DSM Cortex Platform: Multi-Portal Monorepo, Unified Sign-In, and New Admin & Vendor Portals (QA)

This release promotes a large foundational rebuild of the DSM Cortex web platform to the QA environment for testing. The frontend was reorganized into a single multi-application workspace (Mail, a new standalone Vendor portal, and a brand-new Admin portal), all unified behind a shared single sign-on experience with optional Okta login and a Google-Workspace-style app switcher for moving between portals.

The product was growing from a single Mail application into a suite of portals (Mail, Vendor, Admin) that need to share branding, theming, authentication, and UI components.

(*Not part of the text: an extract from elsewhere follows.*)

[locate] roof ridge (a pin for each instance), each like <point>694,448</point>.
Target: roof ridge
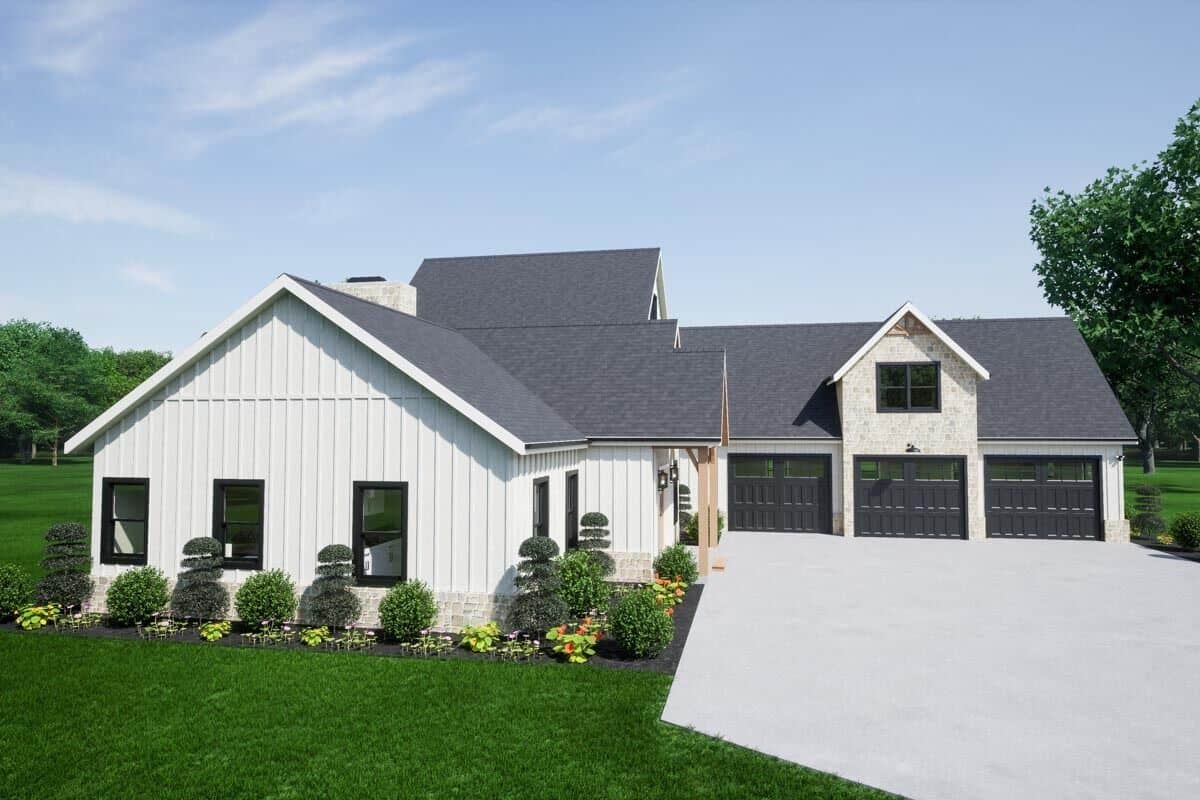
<point>553,252</point>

The previous setup duplicated logic and relied on browser-stored tokens (NextAuth/JWT in localStorage). To support enterprise customers and a cohesive multi-portal experience, the team consolidated everything into one shared codebase and moved to more secure HttpOnly cookie sessions shared across subdomains.

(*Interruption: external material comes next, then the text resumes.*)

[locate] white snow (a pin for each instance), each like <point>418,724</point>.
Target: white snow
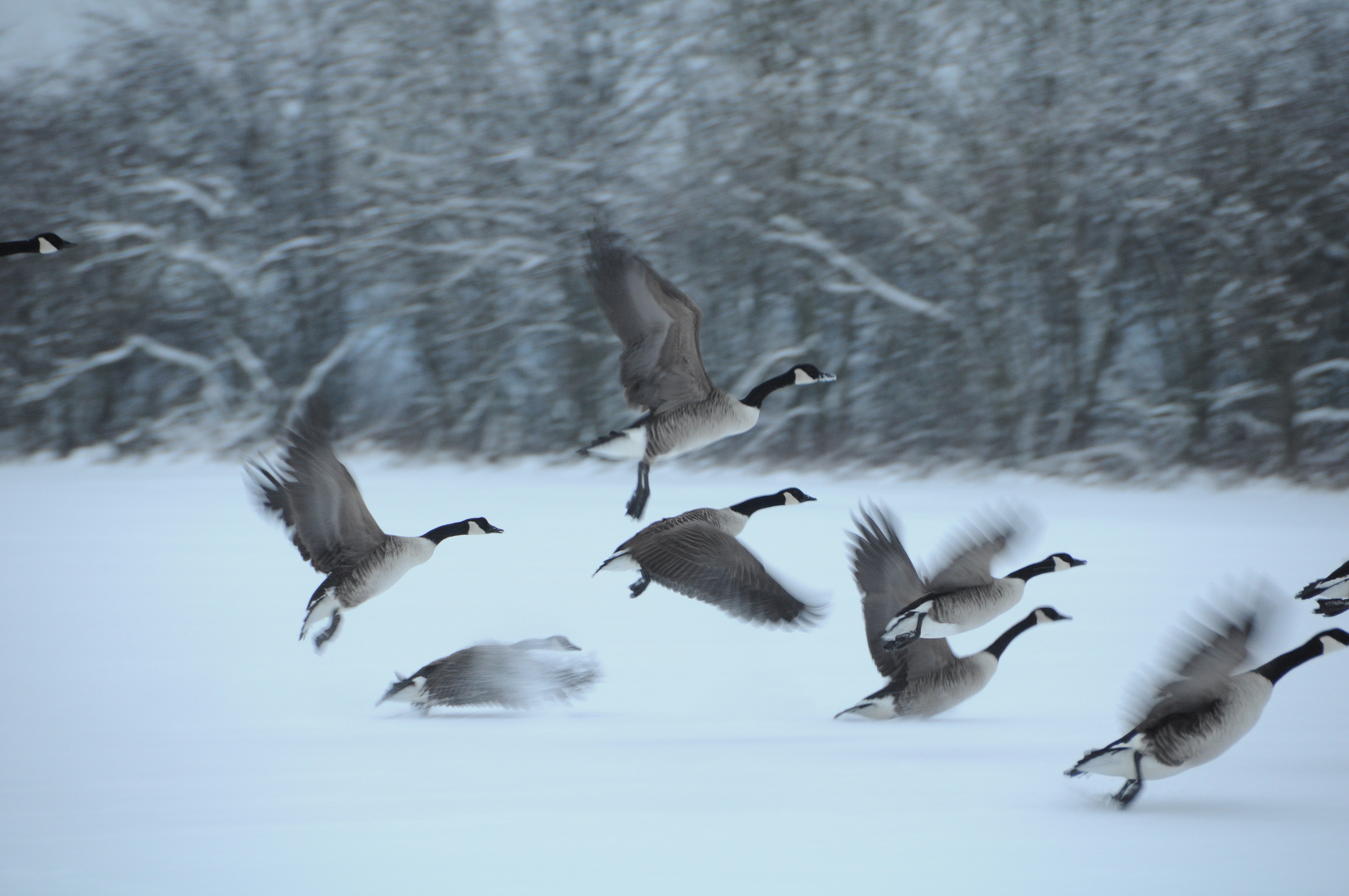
<point>163,732</point>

• Users can move between Mail, Vendor, and Admin portals via a unified 9-dot app switcher with a single sign-on session.
• Enterprise customers can sign in with Okta SSO alongside the existing login.
• A new self-service Admin portal exposes management of entities, users, roles, permissions, folders, document types, upload centers, rules, notification templates/policies, identity-provider mappings, and system settings (including health checks and cache controls).
• The Vendor portal is now a dedicated app with a redesigned upload experience (quick Mail/Batch uploads, a floating upload-progress panel, a View Files modal with search/date filters, and a live "Files Today" counter).
• Consistent theming (Original, Horizon, Lumina, Midnight presets), typography, and density across all portals.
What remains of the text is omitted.